More than 17.5 million American (14.3 percent) households struggled against hunger in 2013, according to new data released by the U.S. Department of Agriculture’s (USDA) Economic Research Service. The 2013 numbers were unchanged (in terms of statistical significance) from the 2012 rate, when 14.5 percent were considered to be food insecure, but a slight dip from the 2011 rate of 14.9 percent. The rate is, however, far above the 11.1 percent rate in 2007, before the recession.
The very low food security rate describing households that faced deeper struggles with hunger was 5.6 percent in 2013, compared to 4.1 percent in 2007 before the recession.
“Hunger continues to plague too many Americans. We can end hunger in this country, but that takes political will. It is up to our nation’s leaders Congress, the President, state and local officials to make sure that workers can earn family supporting wages, and that income supports and nutrition assistance programs reach more people in need and provide more adequate benefits,” said Jim Weill, president of the Food Research and Action Center. “That means strengthening, not cutting or limiting nutrition programs. For starters, Congress should look at ways to improve Supplemental Nutrition Assistance Program (SNAP) benefit levels.”
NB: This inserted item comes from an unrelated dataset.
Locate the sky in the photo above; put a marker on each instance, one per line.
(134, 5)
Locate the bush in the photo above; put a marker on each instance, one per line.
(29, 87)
“Ending hunger is an investment that our nation should and must make,” concluded Weill.
Other findings from the USDA report include:
- 19.5 percent of households with children were considered to be food insecure in 2013.
- Food insecurity rates for Black and Hispanic households were substantially above the national average, with 26.1 percent of Black households and 23.7 percent of Hispanic households reporting they struggled against hunger in 2013.
- Food insecurity rates ranged from 21.2 percent in Arkansas and 8.7 percent in North Dakota for the period of 2011 to 2013, showing that no corner of the country is immune from this struggle. For state food insecurity rates, USDA uses three year averages for states to obtain adequate sample sizes.